- Bluetooth networking uses the Bluetooth Low Energy (LE) protocol
- It is compatible with devices supporting Bluetooth v4.0
- The Bluetooth SIG group has made specifications available
The evolution of wireless networks has seen the technology move towards inter-device connectivity, and the latest 5G and Wi-Fi standards are aimed at being more pervasive with the power to connect smart cities and homes. Bluetooth isn’t going to be left behind, and to this end, the Bluetooth Special Interest Group (SIG) on Tuesday announced support for mesh networking. The organisation says mesh capabilities will enable Bluetooth to offer many-to-many device communications, adding that support had been optimised for large-scale device networks.
Bluetooth mesh networking uses the Bluetooth Low Energy (LE) protocol, and is compatible with Bluetooth v4.0 specification and higher. The Bluetooth SIG adds that the Bluetooth mesh networking specifications, along with tools needed to qualify products, are now available on the Bluetooth website. Notably, the standard was first previewed back in November 2014. With the technology, Bluetooth evolves from a point-to-point star network topology and makes into a mesh network that keeps on expanding as more and more mesh nodes are added.
Mesh networking capabilities of Bluetooth are claimed to be ideally suited for building automation, sensor networks, and other IoT solutions built out of as many as thousands of devices. The group is touting benefits that Bluetooth brings for many-to-many device communications, including inherently self-healing networks with no single points of failure, scalability for thousands of nodes, industrial-grade security, global interoperability, and a full-stack approach that specifies all aspects of technology from low-level radio up to the high-level application layer. As we mentioned, the new Bluetooth mesh networking standard will take on both 5G and Wi-Fi in the eyes of manufacturers for their inter-device communications, but of course, solutions integrating all three are possible.
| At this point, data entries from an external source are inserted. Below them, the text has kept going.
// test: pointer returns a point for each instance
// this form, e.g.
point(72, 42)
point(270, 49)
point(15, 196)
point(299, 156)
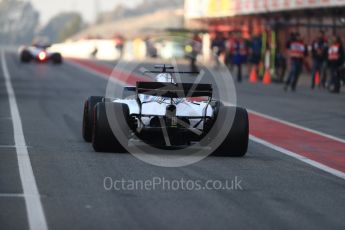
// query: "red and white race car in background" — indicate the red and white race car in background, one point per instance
point(39, 53)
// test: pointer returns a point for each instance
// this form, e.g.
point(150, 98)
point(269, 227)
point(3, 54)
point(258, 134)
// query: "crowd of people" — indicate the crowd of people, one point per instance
point(326, 53)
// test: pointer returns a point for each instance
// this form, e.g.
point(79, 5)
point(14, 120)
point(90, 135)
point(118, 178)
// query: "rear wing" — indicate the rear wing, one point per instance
point(172, 90)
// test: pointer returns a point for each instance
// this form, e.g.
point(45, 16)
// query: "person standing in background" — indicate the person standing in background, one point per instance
point(196, 45)
point(335, 61)
point(297, 51)
point(218, 48)
point(240, 52)
point(255, 46)
point(319, 51)
point(228, 50)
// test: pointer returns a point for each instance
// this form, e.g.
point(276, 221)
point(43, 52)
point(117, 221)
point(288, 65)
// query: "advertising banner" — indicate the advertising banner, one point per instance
point(226, 8)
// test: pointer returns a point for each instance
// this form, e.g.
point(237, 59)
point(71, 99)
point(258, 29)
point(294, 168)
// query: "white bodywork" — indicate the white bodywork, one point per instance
point(155, 105)
point(35, 50)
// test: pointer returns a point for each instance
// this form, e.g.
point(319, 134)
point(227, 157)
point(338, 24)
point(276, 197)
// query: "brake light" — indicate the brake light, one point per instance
point(42, 56)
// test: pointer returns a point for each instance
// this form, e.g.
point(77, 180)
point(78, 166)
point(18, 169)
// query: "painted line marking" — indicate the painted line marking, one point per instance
point(296, 126)
point(34, 209)
point(300, 156)
point(16, 195)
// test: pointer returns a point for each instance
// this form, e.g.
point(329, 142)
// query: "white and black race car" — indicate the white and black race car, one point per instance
point(163, 114)
point(39, 53)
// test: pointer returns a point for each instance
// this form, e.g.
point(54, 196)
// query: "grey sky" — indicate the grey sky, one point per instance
point(49, 8)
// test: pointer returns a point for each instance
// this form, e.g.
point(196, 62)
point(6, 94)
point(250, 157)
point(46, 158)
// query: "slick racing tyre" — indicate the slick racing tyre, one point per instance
point(88, 116)
point(235, 143)
point(56, 58)
point(103, 139)
point(25, 56)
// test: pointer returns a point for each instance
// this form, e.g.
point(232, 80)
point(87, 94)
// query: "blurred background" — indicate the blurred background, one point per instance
point(164, 29)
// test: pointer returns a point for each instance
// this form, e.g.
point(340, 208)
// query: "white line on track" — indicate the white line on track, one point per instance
point(299, 157)
point(297, 126)
point(34, 209)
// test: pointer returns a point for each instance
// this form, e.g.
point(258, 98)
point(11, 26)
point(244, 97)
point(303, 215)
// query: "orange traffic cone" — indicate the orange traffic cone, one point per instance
point(317, 78)
point(267, 78)
point(253, 78)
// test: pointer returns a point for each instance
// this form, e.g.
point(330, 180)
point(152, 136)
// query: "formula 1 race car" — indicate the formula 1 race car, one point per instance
point(164, 108)
point(39, 53)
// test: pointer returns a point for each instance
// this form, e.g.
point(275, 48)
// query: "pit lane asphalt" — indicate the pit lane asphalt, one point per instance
point(278, 191)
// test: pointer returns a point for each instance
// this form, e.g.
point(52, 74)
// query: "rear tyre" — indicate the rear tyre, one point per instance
point(236, 142)
point(103, 139)
point(25, 56)
point(56, 58)
point(88, 116)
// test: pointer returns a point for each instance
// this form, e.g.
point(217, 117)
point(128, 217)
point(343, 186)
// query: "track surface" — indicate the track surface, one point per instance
point(278, 191)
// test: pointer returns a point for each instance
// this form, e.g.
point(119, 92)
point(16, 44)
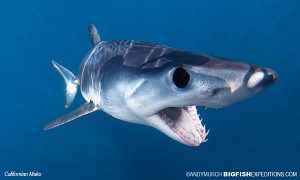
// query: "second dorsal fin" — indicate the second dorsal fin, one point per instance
point(94, 36)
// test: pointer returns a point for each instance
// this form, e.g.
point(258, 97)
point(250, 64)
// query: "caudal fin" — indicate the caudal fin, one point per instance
point(70, 80)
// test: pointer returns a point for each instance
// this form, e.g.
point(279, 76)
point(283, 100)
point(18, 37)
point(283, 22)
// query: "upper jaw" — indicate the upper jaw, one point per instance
point(182, 124)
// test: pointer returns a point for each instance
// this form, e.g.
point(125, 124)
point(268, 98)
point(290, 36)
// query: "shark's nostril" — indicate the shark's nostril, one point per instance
point(255, 78)
point(272, 74)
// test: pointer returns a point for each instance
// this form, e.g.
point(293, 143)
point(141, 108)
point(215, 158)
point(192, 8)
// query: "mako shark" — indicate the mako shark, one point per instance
point(157, 85)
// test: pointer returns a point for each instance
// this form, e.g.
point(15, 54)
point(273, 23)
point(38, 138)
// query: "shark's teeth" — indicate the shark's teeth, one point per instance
point(193, 136)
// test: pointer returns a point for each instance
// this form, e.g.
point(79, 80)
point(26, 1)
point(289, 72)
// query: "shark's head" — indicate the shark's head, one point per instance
point(167, 94)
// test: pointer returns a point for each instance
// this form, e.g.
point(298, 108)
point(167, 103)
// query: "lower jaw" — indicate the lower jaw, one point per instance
point(185, 123)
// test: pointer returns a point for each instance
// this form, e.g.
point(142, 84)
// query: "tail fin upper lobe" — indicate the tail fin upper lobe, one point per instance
point(70, 80)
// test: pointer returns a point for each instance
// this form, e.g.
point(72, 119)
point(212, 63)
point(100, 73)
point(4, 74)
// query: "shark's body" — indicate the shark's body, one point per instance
point(157, 85)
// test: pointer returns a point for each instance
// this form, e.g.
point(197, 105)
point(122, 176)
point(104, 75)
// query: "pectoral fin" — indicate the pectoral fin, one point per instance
point(81, 111)
point(94, 35)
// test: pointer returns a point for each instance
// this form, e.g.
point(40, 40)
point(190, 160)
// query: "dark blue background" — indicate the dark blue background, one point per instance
point(261, 133)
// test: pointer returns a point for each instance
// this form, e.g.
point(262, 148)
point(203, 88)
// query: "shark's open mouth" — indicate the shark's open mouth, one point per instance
point(185, 122)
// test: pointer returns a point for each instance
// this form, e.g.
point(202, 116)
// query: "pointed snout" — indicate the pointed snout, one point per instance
point(262, 77)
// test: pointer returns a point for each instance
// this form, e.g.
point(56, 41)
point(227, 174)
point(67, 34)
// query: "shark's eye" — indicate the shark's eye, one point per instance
point(181, 78)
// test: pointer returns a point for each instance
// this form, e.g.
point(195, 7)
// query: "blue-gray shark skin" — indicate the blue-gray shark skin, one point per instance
point(158, 86)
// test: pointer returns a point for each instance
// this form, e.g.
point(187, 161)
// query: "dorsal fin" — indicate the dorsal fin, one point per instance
point(94, 36)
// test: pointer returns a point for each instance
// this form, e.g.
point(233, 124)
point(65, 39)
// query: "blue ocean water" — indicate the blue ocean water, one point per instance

Speaking on the launch of the Bluetooth mesh networking specification, Mark Powell, executive director for Bluetooth SIG, said, “By adding support for mesh networking, the Bluetooth member community is continuing a long history of focused innovation to help new, up-and-coming markets flourish. In the same way the connected device market experienced rapid growth after the introduction of Bluetooth Low Energy, we believe Bluetooth mesh networking can play a vital role in helping early stage markets, such as building automation and wireless sensor networks, experience more rapid growth.”